Cases which concern withdrawal of treatment from an individual have been subject to debate for many years. This area of law is highly sensitive as individuals attempt to balance the medical evidence and the wishes of the family whilst trying to show compassion for the individual with the illness.
A survey carried out by ‘Campaign for dignity in dying’ showed that 82% of the public supported the choice of assisted dying for adults who were terminally ill, whilst 54% of GPs were supportive or neutral to a change in the law on assisted dying and 86% of people with disabilities supported a change to the law.
Legal cases involving withdrawing life support have attracted wide-scale media attention over recent months, such as the case of Charlie Gard which drew comments from Pope Francis and President Trump. Eleven-month-old Charlie was born with mitochondrial DNA depletion syndrome, a rare genetic disorder which causes progressive brain damage and muscle weakness. The parents argued that life support should remain so that they could take their son to USA to receive treatment which, they believed, could give their son a chance of survival. The medical professionals did not consider that the treatment in the USA would improve Charlie’s quality of life and that it was in Charlie’s best interests to have his mechanical ventilation support withdrawn and to receive palliative care. The court ruled in favour of the medical professionals.
More recently, the High Court made a landmark ruling delivered by Mr Justice Peter Jackson on 20 September 2017 during the case of M (by her litigation friend, Mrs B) and A Hospital  EWCOP 19 which related to a case where all parties were in agreement. The case involved a woman who was suffering from Huntington’s disease and there was a concern as to whether it would be in M’s best interests not to continue to receive clinically assisted nutrition and hydration (CANH). Both the family members and the medical professionals were in agreement that it was in M’s best interests to stop receiving CANH. One of the main issues in the case was whether the matter was required to be put before the court at all in instances where there is no dispute in relation to the treatment. It was held that CANH was to be withdrawn as it was considered that it was not in M’s best interests to continue to receive it as evidence had shown that such treatment had not been beneficial for the previous year.

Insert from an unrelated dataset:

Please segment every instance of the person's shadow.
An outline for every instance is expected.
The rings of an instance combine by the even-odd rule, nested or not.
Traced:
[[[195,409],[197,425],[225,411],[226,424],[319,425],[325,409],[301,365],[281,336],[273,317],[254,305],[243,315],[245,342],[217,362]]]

Mr Justice Peter Jackson also held that there was no “statutory obligation” for cases to be brought to court where the family members and medical professionals were in agreement provided that it would be in P’s best interests to have their life support turned off. Another issue highlighted in this case was raised by the Official Solicitor, who questioned whether it was appropriate for Mrs B to be appointed as M’s litigation friend, given the fact that Mrs B was in agreement with medical professionals. Rule 140 of the Court of Protection Rules 2007 states that a person may act as a litigation friend if he;
(a) can fairly and competently conduct proceedings on behalf of that person and,
(b) has no interests adverse to those of that person.
Mr Justice Peter Jackson held that Mrs B had been appointed as a litigation friend accordingly, “the fact that she supported the withdrawal of her daughter’s treatment did not show she had an adverse interest to her”.
This decision is a step in the right direction. It makes sense that if both parties agree that it’s in the person’s best interests that life support should be turned off, the matter should not need to be taken to court. In circumstances where the parties disagree, a court ruling will, of course, still be needed. Health professionals might still wish to take a cautious approach in such cases however, even if there is agreement, particularly if the patient is not in any event near death.